When Harriet visited Plymouth Church, she sometimes sat on the back pew hoping to not be noticed. But today she sat in the front row so she would have a clear view of the notables who visited her brother’s church. The poet Walt Whitman visited, as did the author and abolitionist Henry David Thoreau. Newspapermen attended, copying every word of Henry’s sermons and publishing them in their papers. Politicians made their way to Plymouth, like the young Illinois lawyer Abraham Lincoln, who had ambitions to be senator. John Brown, Harriet Tubman, Sojourner Truth, William Wells Brown, and Henry Bibb had all been welcomed in the pews and sometimes in the pulpit at her brother’s Brooklyn church.
Outside was Orange Street and beyond that, New York. Manhattan, Staten Island, Brooklyn, with Brooklyn’s population swelling each day since the opening of the Fulton Ferry.
Each time she visited there were fewer trees—there was no room for them or for undeveloped plots. Every inch was needed for more dwellings, more businesses for the people who crowded into the city. Immigrants and refugees, English, Dutch, Chinese, Germans, Jews, Catholics, Protestants. Printers, nannies, shopkeepers, seamstresses, clerks, poets, painters, singers, bakers, bankers, factory workers, professors, and chimney sweeps. Hundreds of thousands of them huddled in town houses and tenements, finding hope in the crush and anonymity. Wedged together in flats and apartments, the rich and poor, foreign and domestic. Bustling down avenues to department stores, public schools, police stations, to galleries, to synagogues, churches, town halls, storefronts, and cathedrals wearing forced shields of privacy.
There were tensions between the groups jostling for elbow room. But they needed one another. Mind-your-own-business people who learned the necessity of interdependence. The restaurateur, with no room to grow his own, needed the peddler for produce and needed the shopgirl to buy.

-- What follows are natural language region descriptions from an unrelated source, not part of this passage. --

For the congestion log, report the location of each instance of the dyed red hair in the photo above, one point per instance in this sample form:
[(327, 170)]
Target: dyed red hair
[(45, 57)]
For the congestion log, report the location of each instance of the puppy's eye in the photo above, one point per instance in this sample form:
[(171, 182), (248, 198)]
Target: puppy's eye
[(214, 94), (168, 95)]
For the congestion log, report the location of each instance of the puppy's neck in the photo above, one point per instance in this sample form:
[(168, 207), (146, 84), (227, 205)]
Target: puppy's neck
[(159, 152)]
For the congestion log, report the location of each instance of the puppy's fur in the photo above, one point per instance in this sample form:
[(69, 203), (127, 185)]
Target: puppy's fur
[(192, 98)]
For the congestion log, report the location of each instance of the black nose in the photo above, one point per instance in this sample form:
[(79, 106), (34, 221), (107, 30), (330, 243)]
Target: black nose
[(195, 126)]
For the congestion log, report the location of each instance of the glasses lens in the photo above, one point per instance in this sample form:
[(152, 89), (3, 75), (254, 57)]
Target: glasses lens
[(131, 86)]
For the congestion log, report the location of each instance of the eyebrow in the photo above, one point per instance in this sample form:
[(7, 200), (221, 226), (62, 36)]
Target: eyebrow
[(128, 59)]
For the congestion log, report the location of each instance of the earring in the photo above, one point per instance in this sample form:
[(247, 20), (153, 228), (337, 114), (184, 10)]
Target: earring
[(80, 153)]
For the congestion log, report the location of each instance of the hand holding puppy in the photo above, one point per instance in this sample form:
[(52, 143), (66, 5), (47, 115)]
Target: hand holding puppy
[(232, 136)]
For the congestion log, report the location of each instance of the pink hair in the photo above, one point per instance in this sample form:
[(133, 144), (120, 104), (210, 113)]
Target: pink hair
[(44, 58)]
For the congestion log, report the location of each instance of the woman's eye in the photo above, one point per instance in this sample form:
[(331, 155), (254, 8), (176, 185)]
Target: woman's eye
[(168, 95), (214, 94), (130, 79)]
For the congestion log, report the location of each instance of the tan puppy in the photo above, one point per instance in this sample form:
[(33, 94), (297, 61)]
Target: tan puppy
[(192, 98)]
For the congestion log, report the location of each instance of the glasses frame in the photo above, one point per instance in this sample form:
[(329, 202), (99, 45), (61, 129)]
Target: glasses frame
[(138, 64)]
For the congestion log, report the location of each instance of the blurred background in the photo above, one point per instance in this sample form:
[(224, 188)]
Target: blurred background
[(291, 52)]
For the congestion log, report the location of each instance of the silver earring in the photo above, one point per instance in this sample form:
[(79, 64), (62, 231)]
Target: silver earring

Carriages, trains, boats, and millions of footsteps. Novelists, newspapermen, butlers, stevedores, waiters, Central Park, and the Erie Canal. Home to the Sons of Liberty, the Battle of Long Island, the place of President Washington’s inauguration, the first Congress, the first Supreme Court, Fort Hamilton, and Federal Hall. Home to the hopeful and the suffering.
Irish Catholics swelled the populous, swept across the sea by famine, hunger, joblessness, hopelessness, lynchings, floggings—and laws that forbade their education, voting, possession of arms, and property ownership. Refugee slaves, most swept North by starvation, joblessness—and laws that forbade their education, voting, possession of arms, and property ownership—and the hope of freedom, willing to leave whatever relations they had. Both risked all that was familiar. But disguised by hue and tongue, they did not recognize their brotherhood.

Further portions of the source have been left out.